Word Ladder
Problem Statement
Given a beginWord, an endWord, and a list of words (wordList), find the length of the shortest transformation sequence from beginWord to endWord where:
- Only one letter can be changed at a time.
- Each transformed word must exist in the wordList.
Return 0 if no transformation is possible.
Example:
- Input:
beginWord = "hit", endWord = "cog", wordList = ["hot","dot","dog","lot","log","cog"] - Output:
5(hit → hot → dot → dog → cog)
Noob-Friendly Explanation
Imagine a word game: starting from one word, you can change exactly ONE letter at a time, and each new word must be a real word from a dictionary. You want to reach the target word in the fewest steps possible.
Think of every word as a node in a graph. Two words are connected if they differ by exactly one letter. Now the problem becomes: find the shortest path from the start word to the end word. BFS is perfect for this!
Approach 1: Brute Force (BFS with Word Comparison)
Intuition
Use BFS. For each word in the queue, compare it with every word in the list to find words that differ by exactly one letter. This comparison is O(M) per pair where M is word length.
Algorithm
- Add beginWord to queue with level 1.
- Use a set for quick lookups.
- For each word, compare with all words in the list.

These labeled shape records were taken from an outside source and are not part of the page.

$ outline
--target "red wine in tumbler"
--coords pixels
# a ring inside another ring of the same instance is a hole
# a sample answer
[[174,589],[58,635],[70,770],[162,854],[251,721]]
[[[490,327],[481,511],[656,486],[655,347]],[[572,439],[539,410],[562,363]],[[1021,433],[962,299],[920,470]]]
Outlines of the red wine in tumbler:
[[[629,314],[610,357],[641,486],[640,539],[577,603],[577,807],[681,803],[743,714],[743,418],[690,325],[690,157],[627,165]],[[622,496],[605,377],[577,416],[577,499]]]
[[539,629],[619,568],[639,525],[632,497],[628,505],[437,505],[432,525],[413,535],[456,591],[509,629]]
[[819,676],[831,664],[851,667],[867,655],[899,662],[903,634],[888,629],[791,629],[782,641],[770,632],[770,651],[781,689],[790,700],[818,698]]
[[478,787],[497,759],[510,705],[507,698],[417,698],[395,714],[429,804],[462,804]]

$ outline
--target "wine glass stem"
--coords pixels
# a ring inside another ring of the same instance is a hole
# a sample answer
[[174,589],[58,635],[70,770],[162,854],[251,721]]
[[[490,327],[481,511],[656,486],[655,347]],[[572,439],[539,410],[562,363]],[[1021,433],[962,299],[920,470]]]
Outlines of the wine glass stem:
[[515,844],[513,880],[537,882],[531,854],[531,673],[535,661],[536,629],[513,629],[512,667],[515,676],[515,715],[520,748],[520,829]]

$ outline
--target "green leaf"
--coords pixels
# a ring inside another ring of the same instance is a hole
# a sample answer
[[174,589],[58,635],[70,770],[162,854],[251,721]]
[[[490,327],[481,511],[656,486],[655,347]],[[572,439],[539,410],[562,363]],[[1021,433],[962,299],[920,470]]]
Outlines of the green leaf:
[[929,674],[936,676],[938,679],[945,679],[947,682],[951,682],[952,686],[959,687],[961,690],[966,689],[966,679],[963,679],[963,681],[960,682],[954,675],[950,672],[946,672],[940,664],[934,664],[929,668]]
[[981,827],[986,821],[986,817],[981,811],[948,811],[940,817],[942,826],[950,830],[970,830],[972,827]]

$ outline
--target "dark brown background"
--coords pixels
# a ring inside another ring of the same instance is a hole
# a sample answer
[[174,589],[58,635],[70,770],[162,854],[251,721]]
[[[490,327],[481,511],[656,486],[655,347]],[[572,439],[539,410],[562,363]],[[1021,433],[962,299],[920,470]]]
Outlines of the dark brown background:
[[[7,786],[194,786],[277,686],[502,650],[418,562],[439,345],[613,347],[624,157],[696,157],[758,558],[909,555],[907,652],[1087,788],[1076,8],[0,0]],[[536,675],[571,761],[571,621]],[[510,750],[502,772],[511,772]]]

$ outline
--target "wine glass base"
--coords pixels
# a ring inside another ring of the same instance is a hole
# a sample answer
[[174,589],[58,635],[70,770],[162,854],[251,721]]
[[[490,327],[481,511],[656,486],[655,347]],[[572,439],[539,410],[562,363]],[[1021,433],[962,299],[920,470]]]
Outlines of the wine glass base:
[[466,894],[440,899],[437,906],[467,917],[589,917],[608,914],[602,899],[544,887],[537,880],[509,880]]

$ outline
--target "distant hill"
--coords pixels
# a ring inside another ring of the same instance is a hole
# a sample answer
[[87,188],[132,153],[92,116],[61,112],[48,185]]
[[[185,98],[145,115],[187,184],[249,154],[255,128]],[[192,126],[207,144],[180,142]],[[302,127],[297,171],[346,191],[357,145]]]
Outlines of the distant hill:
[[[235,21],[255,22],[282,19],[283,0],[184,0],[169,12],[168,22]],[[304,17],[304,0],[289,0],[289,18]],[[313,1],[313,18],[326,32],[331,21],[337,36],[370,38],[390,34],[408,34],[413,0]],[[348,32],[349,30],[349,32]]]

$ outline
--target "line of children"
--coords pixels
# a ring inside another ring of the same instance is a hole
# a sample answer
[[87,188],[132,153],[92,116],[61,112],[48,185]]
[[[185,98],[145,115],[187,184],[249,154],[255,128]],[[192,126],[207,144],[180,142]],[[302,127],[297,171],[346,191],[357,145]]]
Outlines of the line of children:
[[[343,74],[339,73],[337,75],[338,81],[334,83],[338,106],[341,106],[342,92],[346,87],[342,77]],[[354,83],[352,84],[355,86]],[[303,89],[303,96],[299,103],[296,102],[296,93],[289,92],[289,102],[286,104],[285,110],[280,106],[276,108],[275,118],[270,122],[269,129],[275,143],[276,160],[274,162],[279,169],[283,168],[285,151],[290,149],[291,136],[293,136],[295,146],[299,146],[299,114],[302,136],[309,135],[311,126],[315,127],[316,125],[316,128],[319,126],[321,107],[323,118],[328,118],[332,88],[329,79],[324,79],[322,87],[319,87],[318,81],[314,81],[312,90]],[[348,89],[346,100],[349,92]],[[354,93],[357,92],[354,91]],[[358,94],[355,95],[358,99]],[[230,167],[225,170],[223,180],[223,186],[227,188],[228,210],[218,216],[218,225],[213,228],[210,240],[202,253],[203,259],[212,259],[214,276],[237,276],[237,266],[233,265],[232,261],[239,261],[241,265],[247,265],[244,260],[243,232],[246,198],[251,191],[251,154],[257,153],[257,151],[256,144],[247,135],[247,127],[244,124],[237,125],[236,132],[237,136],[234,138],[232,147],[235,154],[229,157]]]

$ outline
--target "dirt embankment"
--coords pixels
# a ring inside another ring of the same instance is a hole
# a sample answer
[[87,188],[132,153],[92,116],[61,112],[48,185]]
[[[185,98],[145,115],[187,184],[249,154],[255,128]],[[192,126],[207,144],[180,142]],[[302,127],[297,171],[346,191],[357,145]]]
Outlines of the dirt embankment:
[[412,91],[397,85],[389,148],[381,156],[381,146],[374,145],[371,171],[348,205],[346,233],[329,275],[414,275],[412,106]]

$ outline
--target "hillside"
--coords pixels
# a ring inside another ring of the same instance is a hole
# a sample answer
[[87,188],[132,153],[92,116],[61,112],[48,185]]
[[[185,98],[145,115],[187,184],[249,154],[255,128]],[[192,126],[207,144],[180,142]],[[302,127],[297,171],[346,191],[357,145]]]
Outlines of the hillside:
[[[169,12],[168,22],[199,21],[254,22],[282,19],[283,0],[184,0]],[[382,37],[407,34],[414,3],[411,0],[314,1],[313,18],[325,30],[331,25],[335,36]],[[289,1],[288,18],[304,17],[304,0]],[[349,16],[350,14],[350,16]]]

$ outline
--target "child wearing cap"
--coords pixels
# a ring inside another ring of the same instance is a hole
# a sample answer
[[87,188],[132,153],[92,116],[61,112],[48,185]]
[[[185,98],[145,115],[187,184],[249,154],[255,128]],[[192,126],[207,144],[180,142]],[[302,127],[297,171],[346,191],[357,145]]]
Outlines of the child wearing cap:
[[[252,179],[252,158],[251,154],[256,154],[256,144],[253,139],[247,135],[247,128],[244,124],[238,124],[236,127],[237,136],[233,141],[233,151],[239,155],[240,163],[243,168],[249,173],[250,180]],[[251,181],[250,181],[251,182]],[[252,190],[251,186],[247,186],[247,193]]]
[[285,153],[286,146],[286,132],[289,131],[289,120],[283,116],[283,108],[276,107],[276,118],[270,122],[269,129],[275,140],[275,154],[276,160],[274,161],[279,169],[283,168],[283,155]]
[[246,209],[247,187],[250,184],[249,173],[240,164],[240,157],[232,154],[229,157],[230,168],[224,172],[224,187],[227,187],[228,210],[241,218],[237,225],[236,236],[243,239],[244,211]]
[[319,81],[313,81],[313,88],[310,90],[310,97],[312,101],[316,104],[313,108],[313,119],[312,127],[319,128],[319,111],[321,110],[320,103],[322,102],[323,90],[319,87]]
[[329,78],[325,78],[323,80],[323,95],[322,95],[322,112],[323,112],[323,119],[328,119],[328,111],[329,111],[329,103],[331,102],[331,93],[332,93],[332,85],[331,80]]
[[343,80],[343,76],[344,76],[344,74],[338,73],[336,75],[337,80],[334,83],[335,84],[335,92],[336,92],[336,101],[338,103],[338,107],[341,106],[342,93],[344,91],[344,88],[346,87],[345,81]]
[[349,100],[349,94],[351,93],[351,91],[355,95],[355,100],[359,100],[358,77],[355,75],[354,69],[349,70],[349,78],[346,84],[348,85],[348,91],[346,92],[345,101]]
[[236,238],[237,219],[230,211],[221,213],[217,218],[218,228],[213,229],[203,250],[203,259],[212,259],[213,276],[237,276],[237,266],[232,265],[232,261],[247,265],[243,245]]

- If a word differs by one letter and hasn't been used, add to queue.
- If we reach endWord, return the level.
import java.util.*;
public class WordLadderBruteForce {
public static int ladderLength(String beginWord, String endWord, List<String> wordList) {
Set<String> wordSet = new HashSet<>(wordList);
if (!wordSet.contains(endWord)) return 0;
Queue<String> queue = new LinkedList<>();
Set<String> visited = new HashSet<>();
queue.add(beginWord);
visited.add(beginWord);
int level = 1;
while (!queue.isEmpty()) {
int size = queue.size();
for (int i = 0; i < size; i++) {
String word = queue.poll();
if (word.equals(endWord)) return level;
// Compare with every word in the set
Iterator<String> it = wordSet.iterator();
while (it.hasNext()) {
String candidate = it.next();
if (!visited.contains(candidate) && differsByOne(word, candidate)) {
visited.add(candidate);
queue.add(candidate);
}
}
}
level++;
}
return 0;
}
static boolean differsByOne(String a, String b) {
if (a.length() != b.length()) return false;
int diff = 0;
for (int i = 0; i < a.length(); i++) {
if (a.charAt(i) != b.charAt(i)) diff++;
if (diff > 1) return false;
}
return diff == 1;
}
public static void main(String[] args) {
List<String> wordList = Arrays.asList("hot","dot","dog","lot","log","cog");
System.out.println(ladderLength("hit", "cog", wordList)); // 5
}
}Complexity Analysis
- Time Complexity: O(N * M * 26) in the worst case, but comparing with all N words at each step makes it O(N^2 * M).
- Space Complexity: O(N * M) — for the visited set and queue.
Approach 2: Optimal (BFS with Character Replacement)
Intuition
Instead of comparing with every word, for each position in the current word, try replacing with each of the 26 letters. Check if the resulting word exists in the word set. This reduces comparisons significantly when the word list is large.
Algorithm
- Put all words in a HashSet.
- BFS from beginWord.
- For each word, try changing each character to every letter a-z.
- If the new word is in the set, add to queue and remove from set (to avoid revisiting).
- Return the level when endWord is found.
import java.util.*;
public class WordLadderOptimal {
public static int ladderLength(String beginWord, String endWord, List<String> wordList) {
Set<String> wordSet = new HashSet<>(wordList);
if (!wordSet.contains(endWord)) return 0;
Queue<String> queue = new LinkedList<>();
queue.add(beginWord);
wordSet.remove(beginWord);
int level = 1;
while (!queue.isEmpty()) {
int size = queue.size();
for (int i = 0; i < size; i++) {
String word = queue.poll();
if (word.equals(endWord)) return level;
char[] chars = word.toCharArray();
for (int j = 0; j < chars.length; j++) {
char original = chars[j];
for (char c = 'a'; c <= 'z'; c++) {
if (c == original) continue;
chars[j] = c;
String newWord = new String(chars);
if (wordSet.contains(newWord)) {
queue.add(newWord);
wordSet.remove(newWord); // mark as visited
}
}
chars[j] = original; // restore
}
}
level++;
}
return 0;
}
public static void main(String[] args) {
List<String> wordList = Arrays.asList("hot","dot","dog","lot","log","cog");
System.out.println(ladderLength("hit", "cog", wordList)); // 5
}
}Complexity Analysis
- Time Complexity: O(N × M × 26) — for each word (N), we try each position (M) with 26 characters.
- Space Complexity: O(N × M) — for the set and queue storing words.